Here's the part where I explain why I'm not insulting her when I'm comparing her to Barney fucking Gumbel. 

Yeah, I started out kind of fat with a number of unhealthy habits.  Thanks to CrossFit, I lost some weight, gained a significant bit of fitness, learned a thing or two about better eating habits and generally changed my life for the better.  All in all, I do this CrossFit thing pretty good. 

But, if you compare CrossFit apples to apples, Leya kicks my ass.  In a few short years, she's transformed herself into a fucking ninja.  She not only does CrossFit but she actually coaches this stuff, and does so in a way that is intelligent and entertaining.  She went to California to compete as part of CFR's affiliate team. The only way I'm going to California is if my kids convince me that they deserve to go to Disneyland.

Leya also -- on a daily basis -- kicks the ass of a mysterious movement disorder she suffers from called dystonia. She apparently does this through healthy living and sheer force of will.

In addition to that, she's a self-schooled nutrition guru, which is incredible when you consider how unhealthy she was earlier in life.  I forget the exact stat she used to use, but there was one month in her life when she ordered takeout pizza 20+ times.  (I realize she used that as an example of how terrible her diet was but goddamn that still sounds kind of awesome to me).

Meanwhile, I eat 7-11 nachos on a weekly basis and am the top patron of every candy dish within a 100m walk from my desk.  Sure, I posted the "World Class Fitness in 100 Words" on my blog's sidebar.  (One day, I'm going to get around to writing a blogpost analyzing how much of that I actually live by.  Fearless prediction: I will not fare terribly well.)

Also somewhat pertinent to the point that I'm eventually going to make with this post: Leya and I both work in communications.  Although we don't work in the same office, I suspect she's better at that too because of her obsessive attention to detail and because I enjoy reading everything she writes even when it's about stuff I'm not all that interested in.  Kale, for example.  Fuck kale.

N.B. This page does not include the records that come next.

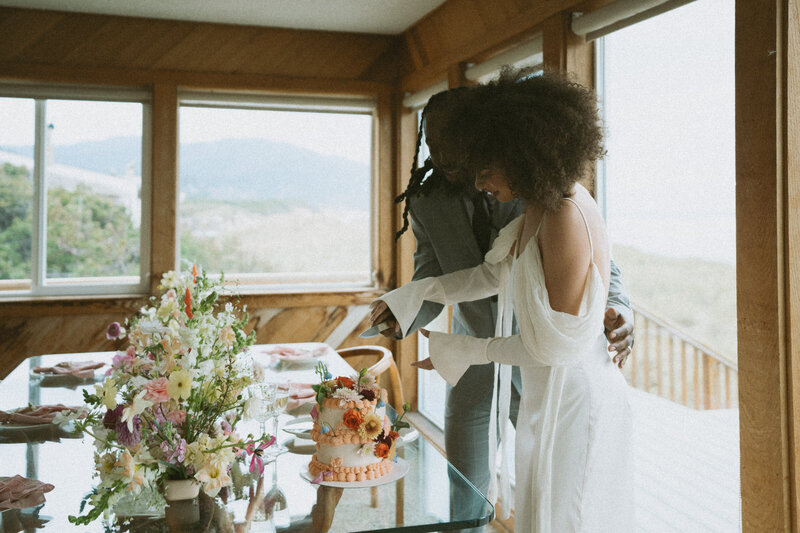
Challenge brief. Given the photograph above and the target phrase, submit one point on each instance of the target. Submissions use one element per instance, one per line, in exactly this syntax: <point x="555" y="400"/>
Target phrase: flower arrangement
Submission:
<point x="370" y="426"/>
<point x="169" y="405"/>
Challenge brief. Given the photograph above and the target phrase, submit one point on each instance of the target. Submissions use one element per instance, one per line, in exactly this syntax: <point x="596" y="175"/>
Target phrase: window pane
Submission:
<point x="670" y="190"/>
<point x="281" y="196"/>
<point x="16" y="191"/>
<point x="93" y="155"/>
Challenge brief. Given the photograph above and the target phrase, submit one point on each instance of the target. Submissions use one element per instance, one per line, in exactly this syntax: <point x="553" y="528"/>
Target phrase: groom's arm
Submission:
<point x="617" y="298"/>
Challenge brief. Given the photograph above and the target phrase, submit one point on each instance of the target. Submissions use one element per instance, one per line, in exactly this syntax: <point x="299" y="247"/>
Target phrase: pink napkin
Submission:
<point x="36" y="414"/>
<point x="20" y="492"/>
<point x="300" y="393"/>
<point x="288" y="351"/>
<point x="83" y="369"/>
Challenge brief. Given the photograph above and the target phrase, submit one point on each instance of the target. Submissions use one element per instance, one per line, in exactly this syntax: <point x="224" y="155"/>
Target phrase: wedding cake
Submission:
<point x="354" y="438"/>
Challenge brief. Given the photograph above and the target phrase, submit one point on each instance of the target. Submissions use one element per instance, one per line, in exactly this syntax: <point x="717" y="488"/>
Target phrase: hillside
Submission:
<point x="695" y="295"/>
<point x="248" y="168"/>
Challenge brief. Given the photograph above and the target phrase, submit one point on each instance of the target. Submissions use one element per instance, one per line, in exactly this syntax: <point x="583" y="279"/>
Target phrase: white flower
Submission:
<point x="138" y="405"/>
<point x="258" y="371"/>
<point x="367" y="449"/>
<point x="168" y="306"/>
<point x="172" y="280"/>
<point x="107" y="393"/>
<point x="149" y="327"/>
<point x="100" y="437"/>
<point x="368" y="381"/>
<point x="346" y="395"/>
<point x="63" y="418"/>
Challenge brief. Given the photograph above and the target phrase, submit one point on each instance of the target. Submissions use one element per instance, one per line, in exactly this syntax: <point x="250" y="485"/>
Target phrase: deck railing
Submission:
<point x="668" y="362"/>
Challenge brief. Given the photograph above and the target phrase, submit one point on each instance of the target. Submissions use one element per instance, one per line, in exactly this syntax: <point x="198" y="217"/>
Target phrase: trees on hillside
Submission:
<point x="88" y="234"/>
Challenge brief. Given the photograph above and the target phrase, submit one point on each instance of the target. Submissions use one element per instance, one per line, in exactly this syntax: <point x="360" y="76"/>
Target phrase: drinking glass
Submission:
<point x="264" y="393"/>
<point x="280" y="400"/>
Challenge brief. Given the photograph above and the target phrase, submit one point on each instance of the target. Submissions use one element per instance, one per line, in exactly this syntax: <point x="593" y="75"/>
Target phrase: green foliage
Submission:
<point x="89" y="234"/>
<point x="16" y="221"/>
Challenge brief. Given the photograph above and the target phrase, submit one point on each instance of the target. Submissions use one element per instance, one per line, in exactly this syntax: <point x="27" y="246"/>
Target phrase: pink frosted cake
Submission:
<point x="354" y="439"/>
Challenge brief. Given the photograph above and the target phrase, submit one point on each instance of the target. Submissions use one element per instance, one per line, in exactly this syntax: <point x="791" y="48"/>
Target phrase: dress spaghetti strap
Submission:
<point x="585" y="223"/>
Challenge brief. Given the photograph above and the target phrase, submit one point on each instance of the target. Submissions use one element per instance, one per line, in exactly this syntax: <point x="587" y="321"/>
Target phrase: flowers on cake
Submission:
<point x="352" y="418"/>
<point x="371" y="427"/>
<point x="362" y="395"/>
<point x="169" y="405"/>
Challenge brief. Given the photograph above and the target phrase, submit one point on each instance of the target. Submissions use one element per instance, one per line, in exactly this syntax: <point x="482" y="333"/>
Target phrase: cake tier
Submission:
<point x="350" y="473"/>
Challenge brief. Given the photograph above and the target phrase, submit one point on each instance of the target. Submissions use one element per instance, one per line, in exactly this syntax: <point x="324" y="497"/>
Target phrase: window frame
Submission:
<point x="40" y="286"/>
<point x="265" y="283"/>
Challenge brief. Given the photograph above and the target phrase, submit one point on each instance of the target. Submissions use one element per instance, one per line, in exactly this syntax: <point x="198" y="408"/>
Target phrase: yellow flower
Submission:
<point x="108" y="393"/>
<point x="137" y="406"/>
<point x="213" y="478"/>
<point x="371" y="427"/>
<point x="105" y="463"/>
<point x="179" y="385"/>
<point x="127" y="468"/>
<point x="227" y="336"/>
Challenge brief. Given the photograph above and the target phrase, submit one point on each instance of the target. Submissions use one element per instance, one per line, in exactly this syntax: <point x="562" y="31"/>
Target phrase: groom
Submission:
<point x="454" y="225"/>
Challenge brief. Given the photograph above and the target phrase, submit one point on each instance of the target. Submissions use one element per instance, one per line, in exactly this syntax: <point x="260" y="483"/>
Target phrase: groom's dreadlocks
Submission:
<point x="420" y="182"/>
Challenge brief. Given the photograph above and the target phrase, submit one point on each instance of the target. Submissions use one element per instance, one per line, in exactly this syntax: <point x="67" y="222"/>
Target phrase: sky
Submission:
<point x="670" y="132"/>
<point x="669" y="104"/>
<point x="344" y="135"/>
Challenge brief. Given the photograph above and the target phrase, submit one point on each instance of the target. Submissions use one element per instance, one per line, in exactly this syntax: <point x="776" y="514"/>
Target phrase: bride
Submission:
<point x="533" y="138"/>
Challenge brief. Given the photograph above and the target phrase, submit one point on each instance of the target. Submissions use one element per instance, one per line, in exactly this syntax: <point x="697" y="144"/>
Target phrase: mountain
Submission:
<point x="236" y="169"/>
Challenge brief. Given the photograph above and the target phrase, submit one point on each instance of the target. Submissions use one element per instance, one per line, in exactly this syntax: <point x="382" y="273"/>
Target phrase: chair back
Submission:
<point x="380" y="363"/>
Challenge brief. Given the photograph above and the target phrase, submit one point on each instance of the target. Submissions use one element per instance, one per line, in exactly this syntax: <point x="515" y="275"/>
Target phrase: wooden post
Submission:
<point x="768" y="261"/>
<point x="671" y="357"/>
<point x="684" y="380"/>
<point x="646" y="358"/>
<point x="659" y="373"/>
<point x="164" y="203"/>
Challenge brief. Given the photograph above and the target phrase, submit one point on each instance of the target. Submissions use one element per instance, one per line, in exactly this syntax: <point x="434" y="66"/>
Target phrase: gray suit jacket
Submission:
<point x="445" y="243"/>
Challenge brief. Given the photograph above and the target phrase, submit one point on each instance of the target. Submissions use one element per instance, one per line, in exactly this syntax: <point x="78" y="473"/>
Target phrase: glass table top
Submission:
<point x="418" y="502"/>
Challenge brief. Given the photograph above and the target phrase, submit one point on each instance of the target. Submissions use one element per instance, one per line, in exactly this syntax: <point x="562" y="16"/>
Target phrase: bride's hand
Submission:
<point x="425" y="364"/>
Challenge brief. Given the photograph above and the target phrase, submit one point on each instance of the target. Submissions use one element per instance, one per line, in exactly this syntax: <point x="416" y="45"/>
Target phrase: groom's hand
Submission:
<point x="381" y="313"/>
<point x="619" y="334"/>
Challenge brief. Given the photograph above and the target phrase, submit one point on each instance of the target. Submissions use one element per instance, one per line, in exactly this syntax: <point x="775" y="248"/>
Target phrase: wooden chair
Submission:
<point x="380" y="363"/>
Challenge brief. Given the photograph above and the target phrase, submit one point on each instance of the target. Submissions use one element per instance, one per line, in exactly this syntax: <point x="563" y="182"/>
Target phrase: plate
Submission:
<point x="299" y="446"/>
<point x="300" y="427"/>
<point x="400" y="469"/>
<point x="407" y="435"/>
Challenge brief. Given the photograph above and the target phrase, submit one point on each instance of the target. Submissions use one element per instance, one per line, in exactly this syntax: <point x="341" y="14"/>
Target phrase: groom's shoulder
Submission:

Okay here's the point of this: Leya just wrote a very good thing on her blog Dechubbing (even her blog's name is better than mine) about how to eat well without becoming a calorie-counting lunatic.  It was targeted at people who suffer from polycystic ovary syndrome but these are guidelines that are useful to anyone.

Here's an excerpt:

  1. Eat protein every time you eat. Preferably something that once had eyes and a soul or came from something that had eyes and a soul.


2. Eat vegetables every time you eat. Mmm vegetables. Corn, iceburg lettuce and peas are not veggies.

3. Eat starchy carbs. Root vegetables are preferable because they're packed with nutrients that are nicely bioavailable for you. But, eat them when your body needs them. And that's usually after you've worked out.

4. Eat when you are hungry. Hungry is not bored. Hungry is not sad. Hungry is hungry. And if you're hungry, eat!

You should read the rest of the post, which can be found here:  http://dechubbing.blogspot.ca/2013/07/one-of-those-posts-where-i-post-advice.html.

1 comment:

Leya said...

And so begins the first general meeting of the Tyler and Leya Mutual Admiration Society. So be it that we pass our first motion recognizing us both as funny, funny people, fantastic writers and the most fit of our media relations peers within the Saskatchewan provincial government.

A part of me really hopes Cory Kolt or Andrew Dinsmore secretly read your blog and challenge us to feats of strength.